I guess I'd always assumed that when kids are first learning how to talk, they still don't know how to formulate phrases very well, which is why they don't talk clearly. I never thought much about it; I just took it for granted. But the other possible explanation, which I hadn't consciously considered, is that babies do know how to say things correctly in theory, but the mechanics of moving their mouth doesn't allow them to articulate the phrase exactly.
My experience with Paulo is making me think that this second explanation is more accurate. Because dig this: Paulo conjugates things correctly in Spanish. When he can't do something, he says, "No puedo". Not very clearly, not with thespian diction, but there's no confusing it for "no puede", "no podemos", etc. When a thing falls, he says, "se cayó", again conjugated perfectly. One could assume this is because these are set phrases he hears a lot, so he's just repeating the most common conjugation he knows. But no, because he sometimes uses these and other verbs with other pronouns and in other tenses, and still conjugates them correctly.

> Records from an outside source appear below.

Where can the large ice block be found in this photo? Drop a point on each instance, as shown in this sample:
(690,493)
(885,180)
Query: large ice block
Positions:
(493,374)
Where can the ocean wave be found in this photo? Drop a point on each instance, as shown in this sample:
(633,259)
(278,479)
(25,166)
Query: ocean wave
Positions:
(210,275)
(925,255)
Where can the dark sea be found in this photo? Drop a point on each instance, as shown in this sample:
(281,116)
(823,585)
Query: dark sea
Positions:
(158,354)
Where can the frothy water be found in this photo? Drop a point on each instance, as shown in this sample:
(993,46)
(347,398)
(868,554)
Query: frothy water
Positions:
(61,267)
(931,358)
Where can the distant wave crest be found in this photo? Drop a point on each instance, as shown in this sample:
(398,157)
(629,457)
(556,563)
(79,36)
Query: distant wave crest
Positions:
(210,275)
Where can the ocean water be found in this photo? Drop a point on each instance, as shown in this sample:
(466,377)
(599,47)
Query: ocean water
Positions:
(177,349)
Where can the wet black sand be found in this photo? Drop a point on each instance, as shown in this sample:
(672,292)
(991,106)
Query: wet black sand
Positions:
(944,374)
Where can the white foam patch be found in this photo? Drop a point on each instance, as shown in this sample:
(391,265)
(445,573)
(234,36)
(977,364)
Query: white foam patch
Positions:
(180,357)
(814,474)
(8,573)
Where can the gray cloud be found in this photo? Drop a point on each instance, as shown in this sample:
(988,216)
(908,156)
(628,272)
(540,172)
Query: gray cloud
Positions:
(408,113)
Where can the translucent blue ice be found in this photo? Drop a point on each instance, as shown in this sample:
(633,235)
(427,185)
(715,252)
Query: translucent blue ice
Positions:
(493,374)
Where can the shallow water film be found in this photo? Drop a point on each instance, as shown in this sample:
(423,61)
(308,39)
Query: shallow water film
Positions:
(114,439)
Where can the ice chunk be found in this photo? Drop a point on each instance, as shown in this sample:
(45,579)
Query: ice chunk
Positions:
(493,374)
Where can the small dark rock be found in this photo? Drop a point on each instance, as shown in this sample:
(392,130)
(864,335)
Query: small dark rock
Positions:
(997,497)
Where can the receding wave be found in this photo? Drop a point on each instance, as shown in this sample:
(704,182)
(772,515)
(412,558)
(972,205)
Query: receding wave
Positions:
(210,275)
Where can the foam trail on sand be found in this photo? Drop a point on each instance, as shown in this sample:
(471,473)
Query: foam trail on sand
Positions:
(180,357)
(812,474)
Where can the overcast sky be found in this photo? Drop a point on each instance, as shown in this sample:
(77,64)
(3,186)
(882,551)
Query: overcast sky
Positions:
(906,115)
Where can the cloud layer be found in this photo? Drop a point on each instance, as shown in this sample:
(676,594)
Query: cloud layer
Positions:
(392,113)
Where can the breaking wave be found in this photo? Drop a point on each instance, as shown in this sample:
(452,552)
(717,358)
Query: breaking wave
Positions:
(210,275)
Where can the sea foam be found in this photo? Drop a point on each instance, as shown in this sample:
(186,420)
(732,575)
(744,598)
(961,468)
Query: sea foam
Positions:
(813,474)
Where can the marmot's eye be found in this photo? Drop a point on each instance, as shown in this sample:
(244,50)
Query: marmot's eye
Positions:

To anyone who's studied another language, you'll know that it's really difficult to learn all the right conjugations and nail them every time. It's a mix of conscious and unconscious effort, but if you're doing it correctly, there's no doubt that there is a complex, abstract mental process involved. So hearing my little boy gurgle out correct conjugations really blows me away, because it means that in his mind he is speaking complete, perfect phrases, and it's just the physical speech apparatus that needs to catch up. The mental part, which we'd normally assume is the more difficult and the later to bloom, is way ahead of the physical part in this case.
Anyway, I just thought that was a cool discovery. Thanks Paulo.